I graduated in high school at the age of 16. One of my friends was 15 at the time. Not a big deal, really. Where I live, one usually starts high school at the age of 12, or 13. You usually graduate at the age of 16, and then start college. That is, if you (and your family) are fortunate enough to even pay for it.

Two years in preparatory school (kindergarten), six years in grade school, and four years in high school. Just 12 years of education instead of more. College is… college. It’s a different story.

This kind of education system was preferred by many people in our country, over the K-12 system. There’d be less fees to pay, and shorter time to spend in school before being able to work.

One of the changes the current government administration initiated was the K-12 education system. Many people protested, especially those who belong in the lower socio-economic status group. Sending their children to school was difficult enough as it was; they didn’t need the additional two years of hardship. What use would it be to them if they weren’t able to send their children to school altogether? Why not fix the quality of the education system first? Quality should be over quantity, after all.

I had the same sentiments as them, given that I was already in college that time. I saw parents desperately wanting their children finish their schooling, but not being able to support them because (mainly) of financial issues. I saw how difficult it was to send a child to school. They certainly didn’t need another two years of worrying where to get money for school

The government, however, pushed through with the new system (K-12). There were big changes made, here and there.

My college friend said it wasn’t that bad; seeing as the students would have more time to figure out what they really want in life, what their lifetime careers would be. They would have more time to make a big decision that will affect their lives permanently.

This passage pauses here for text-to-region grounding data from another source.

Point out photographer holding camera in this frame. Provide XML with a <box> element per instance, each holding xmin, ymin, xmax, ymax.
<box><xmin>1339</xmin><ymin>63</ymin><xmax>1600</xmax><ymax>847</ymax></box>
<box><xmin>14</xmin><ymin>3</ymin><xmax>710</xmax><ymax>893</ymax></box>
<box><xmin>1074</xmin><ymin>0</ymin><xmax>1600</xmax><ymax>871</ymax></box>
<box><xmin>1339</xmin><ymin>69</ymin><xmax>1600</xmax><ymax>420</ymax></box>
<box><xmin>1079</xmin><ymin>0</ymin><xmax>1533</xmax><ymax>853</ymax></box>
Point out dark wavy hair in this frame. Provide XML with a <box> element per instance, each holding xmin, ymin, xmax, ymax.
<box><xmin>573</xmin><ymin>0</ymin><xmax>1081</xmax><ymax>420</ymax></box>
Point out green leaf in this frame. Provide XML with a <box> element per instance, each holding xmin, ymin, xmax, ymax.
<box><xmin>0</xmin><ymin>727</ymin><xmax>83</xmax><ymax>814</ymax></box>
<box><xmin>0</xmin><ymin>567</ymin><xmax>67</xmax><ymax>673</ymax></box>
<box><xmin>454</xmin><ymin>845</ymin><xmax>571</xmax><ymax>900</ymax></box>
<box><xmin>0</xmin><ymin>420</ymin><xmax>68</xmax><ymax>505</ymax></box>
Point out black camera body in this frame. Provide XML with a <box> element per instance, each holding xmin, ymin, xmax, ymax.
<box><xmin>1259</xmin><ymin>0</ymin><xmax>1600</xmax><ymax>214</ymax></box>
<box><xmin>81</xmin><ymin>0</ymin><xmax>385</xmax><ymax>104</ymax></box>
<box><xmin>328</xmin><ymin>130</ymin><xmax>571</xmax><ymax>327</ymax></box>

And then, something clicked in my mind.

My friend was right. It wasn’t that bad, if anything, it would be better (issues about tuition fees aside). More time to think about how you live your life certainly isn’t bad.

And I realized, they were luckier than me. Those students under the new system of education.

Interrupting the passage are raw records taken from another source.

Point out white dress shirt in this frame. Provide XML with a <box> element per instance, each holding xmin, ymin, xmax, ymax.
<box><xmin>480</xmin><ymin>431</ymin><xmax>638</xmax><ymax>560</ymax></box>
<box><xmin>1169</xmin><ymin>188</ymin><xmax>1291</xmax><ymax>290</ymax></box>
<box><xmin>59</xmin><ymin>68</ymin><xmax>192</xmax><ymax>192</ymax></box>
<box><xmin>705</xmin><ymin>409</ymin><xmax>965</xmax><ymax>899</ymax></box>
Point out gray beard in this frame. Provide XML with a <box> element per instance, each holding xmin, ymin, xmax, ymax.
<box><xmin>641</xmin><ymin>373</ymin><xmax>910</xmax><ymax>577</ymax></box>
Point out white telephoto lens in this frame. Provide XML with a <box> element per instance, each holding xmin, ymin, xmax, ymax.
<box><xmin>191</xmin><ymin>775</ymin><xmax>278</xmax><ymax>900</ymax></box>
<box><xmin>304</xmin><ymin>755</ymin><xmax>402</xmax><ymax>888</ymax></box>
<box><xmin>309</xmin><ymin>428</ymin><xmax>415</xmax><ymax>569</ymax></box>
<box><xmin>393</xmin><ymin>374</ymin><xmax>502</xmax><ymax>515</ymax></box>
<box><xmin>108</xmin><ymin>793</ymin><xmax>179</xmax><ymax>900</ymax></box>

I realized, that maybe, just maybe, I was too young, at the age of sixteen, to make a decision. About what my career would be.

Part of it was my fault, I admit. At the age of sixteen I still didn’t know what I wanted to be. Hell, I still don’t know what it is that I want, now that I’m twenty. Four years ago I didn’t know that I would like photography. I liked psychology then, but the idea was readily thrown out the window by the “adults” who “know” that I wouldn’t get anywhere with a degree in psychology. Four years ago I had let them decide for me, Ā because I knew I was too young to make a decision for myself. For years ago I didn’t know that I would hate my life in college. Four years ago I didn’t realize that I should have made that decision (of choosing psychology as my course), regardless of whether the adults agreed to it or not, because it was my life I was making a decision for.

It was funny, really. At the age of sixteen, apparently you’re still too young to try out things, to explore (i.e. “adult” things); but you’re old enough to make a decision that could either make you or break you.

In my case, it broke me down.

I don’t blame anyone or anything on what happened to my life. I don’t blame the adults who pushed me in the course I was currently taking. I don’t blame the people who told me that taking up psychology would take me nowhere. I don’t blame the government for only changing the education system just now.

I don’t have anyone to blame but myself.

I blame myself, I really do, because it was me who didn’t care then about what to put in my college application forms. It was me who didn’t know what she wanted at the age of sixteen. It was me who should have made a decision for myself. It was me who made a wrong decision. And way many more wrong decisions.

Then, at the age of sixteen, I was too young to make a decision. Now, at the age of twenty, I’m old enough to face its consequences.